This post will describe UUID v1, v4, and v5, with examples. We will go through their implementation and differences, and when you should use them.
Having a unique identifier is an important requirement in many applications today.
The “Universally unique identifier”, or UUID, was designed to provide a consistent format for any unique ID we use for our data. UUIDs address the problem of generating a unique ID - either randomly, or using some data as a seed.
However, ensuring uniqueness is a challenge in itself. How do you ensure that there is just one copy of the identifier you made, and no more? And even then, how do you make sure that there is no correlation between any two identifiers?
The answer is, you can’t do both. This is a tradeoff between uniqueness and randomness, and something that the different UUID versions solve in different ways.
UUIDs are just 128 bit pieces of data, that is displayed as (128/4) = 32 hexadecimal digits, like this :
At first glance UUID v1 and v4 look the same, but try regenerating them and the difference will be more apparent.
UUID v1 : 4e4bcff0-d1e5-11ec-bc39-9d44e5ef4fbf
UUID v4 : 4ac2bcd4-ef8a-4c9c-9bd7-707d12e90949
We’ll talk about v5 later
UUID v1 is generated by using a combination the host computers MAC address and the current date and time.
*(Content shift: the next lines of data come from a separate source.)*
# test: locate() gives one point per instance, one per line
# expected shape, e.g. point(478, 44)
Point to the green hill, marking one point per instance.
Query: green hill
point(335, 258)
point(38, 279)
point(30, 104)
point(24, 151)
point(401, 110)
In addition to this, it also introduces another random component just to be sure of its uniqueness.
This means you are guaranteed to get a completely unique ID, unless you generate it from the same computer, and at the exact same time. In that case, the chance of collision changes from impossible to very very small because of the random bits.
This guaranteed uniqueness comes at the cost of anonymity. Because UUID v1 takes the time and your MAC address into consideration, this also means that someone could potentially identify the time and place(i.e. computer) of creation. Try regenerating the UUIDs above, and you will see that some part of the UUID v1 is constant.
The generation of a v4 UUID is much simpler to comprehend. The bits that comprise a UUID v4 are generated randomly and with no inherent logic. Because of this, there is no way to identify information about the source by looking at the UUID.
However, there is now a chance that a UUID could be duplicated. The question is, do you need to worry about it?
The short answer is no. With the sheer number of possible combinations (2^128), it would be almost impossible to generate a duplicate unless you are generating trillions of IDs every second, for many years.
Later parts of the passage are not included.